Today, panafricanism has become a political buzzword. Every visiting French politician must declare “I love Africa”, and African leaders often brandish the panafricanist label—even when their actions betray it. Côte d’Ivoire’s former president Laurent Gbagbo recently launched the Party of African Peoples-Côte d’Ivoire (PPA-CI), while Senegal’s ruling party calls itself Patriots of Senegal for Work, Ethics, and Fraternity (PASTEF).

Yet, outside wartime zones like the Horn of Africa or the Great Lakes region, African countries frequently target fellow Africans within their borders—South Africa’s xenophobic violence being a stark example. In West Africa, Sahelian juntas and ECOWAS members remain locked in bitter standoffs rather than pursuing unity.

Is today’s panafricanism genuine or a scam?

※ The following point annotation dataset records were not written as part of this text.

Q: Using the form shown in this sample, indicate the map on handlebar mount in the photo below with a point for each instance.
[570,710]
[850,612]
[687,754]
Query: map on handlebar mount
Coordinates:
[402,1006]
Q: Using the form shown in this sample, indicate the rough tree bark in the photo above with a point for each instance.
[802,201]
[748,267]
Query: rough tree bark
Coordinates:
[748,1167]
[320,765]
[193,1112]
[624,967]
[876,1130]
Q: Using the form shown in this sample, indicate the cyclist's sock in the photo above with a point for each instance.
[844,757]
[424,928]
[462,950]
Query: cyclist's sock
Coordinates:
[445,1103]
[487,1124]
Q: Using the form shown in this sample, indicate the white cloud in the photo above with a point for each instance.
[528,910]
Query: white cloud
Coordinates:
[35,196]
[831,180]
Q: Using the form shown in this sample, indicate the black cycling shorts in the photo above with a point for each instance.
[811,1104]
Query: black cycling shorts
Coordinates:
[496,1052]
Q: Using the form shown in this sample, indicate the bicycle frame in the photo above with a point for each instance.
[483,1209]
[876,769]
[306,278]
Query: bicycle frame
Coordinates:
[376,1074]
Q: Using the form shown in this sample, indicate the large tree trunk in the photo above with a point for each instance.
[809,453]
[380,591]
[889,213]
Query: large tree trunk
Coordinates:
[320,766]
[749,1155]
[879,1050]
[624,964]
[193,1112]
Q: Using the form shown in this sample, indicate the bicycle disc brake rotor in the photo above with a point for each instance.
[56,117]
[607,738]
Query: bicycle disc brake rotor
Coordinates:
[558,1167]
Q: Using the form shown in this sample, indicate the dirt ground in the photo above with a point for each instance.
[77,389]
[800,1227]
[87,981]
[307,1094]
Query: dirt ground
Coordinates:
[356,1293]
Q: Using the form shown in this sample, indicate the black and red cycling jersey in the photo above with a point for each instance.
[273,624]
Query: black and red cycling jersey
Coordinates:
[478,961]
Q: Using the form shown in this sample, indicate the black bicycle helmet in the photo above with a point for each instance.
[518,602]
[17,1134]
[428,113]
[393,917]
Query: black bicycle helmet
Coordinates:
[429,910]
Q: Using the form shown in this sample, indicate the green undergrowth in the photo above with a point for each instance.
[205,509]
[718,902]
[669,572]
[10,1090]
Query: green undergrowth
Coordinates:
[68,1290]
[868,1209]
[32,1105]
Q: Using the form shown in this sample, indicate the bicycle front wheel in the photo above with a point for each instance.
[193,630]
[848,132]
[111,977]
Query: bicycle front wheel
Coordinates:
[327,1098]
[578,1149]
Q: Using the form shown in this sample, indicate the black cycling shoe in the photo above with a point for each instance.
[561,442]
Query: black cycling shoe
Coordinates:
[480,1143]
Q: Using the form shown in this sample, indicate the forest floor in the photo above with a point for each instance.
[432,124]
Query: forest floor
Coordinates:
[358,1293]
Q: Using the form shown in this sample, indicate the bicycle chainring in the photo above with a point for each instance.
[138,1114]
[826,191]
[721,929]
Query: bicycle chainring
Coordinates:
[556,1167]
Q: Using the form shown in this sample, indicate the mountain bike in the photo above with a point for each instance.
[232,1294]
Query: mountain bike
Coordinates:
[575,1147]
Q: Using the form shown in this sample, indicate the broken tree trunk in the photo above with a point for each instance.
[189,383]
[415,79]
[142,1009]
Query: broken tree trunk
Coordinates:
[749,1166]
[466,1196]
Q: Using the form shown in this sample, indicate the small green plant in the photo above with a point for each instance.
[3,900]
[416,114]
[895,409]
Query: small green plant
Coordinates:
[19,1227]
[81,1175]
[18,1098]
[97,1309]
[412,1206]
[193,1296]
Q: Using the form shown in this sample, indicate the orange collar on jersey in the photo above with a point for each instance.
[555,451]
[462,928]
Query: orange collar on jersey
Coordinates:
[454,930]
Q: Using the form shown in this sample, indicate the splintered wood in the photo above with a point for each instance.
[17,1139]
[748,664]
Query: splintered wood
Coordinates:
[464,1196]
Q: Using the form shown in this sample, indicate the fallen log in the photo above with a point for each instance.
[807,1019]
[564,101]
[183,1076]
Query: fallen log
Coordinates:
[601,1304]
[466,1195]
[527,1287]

Séba, Nyamsi, and Yamb dominate the conversation, but their panafricanism raises questions. The Bénin-born Séba lost French citizenship for his extremist views, Nyamsi (Cameroonian-French) faces Parisian scrutiny for anti-French agitation, and Yamb (Cameroonian-Swiss) is EU-sanctioned for similar rhetoric. They frame themselves as persecuted truth-tellers battling Western—especially French—domination. But what remains of panafricanism when these figures openly serve Russian interests? Is replacing one master with another liberation? Can panafricanism justify supporting brutal dictatorships that silence dissent through imprisonment, disappearance, or murder?

Leaked phone conversations suggest Séba now accuses Nyamsi and Yamb of being “opportunists” in the pay of Togo’s president Faure Gnassingbé. Ironically, Séba himself has reportedly expressed regret over losing his French passport. This panafricanism reeks of opportunism, fraud, and empty rhetoric. Yet, with global predators circling Africa, rapid unity may be the continent’s only survival strategy.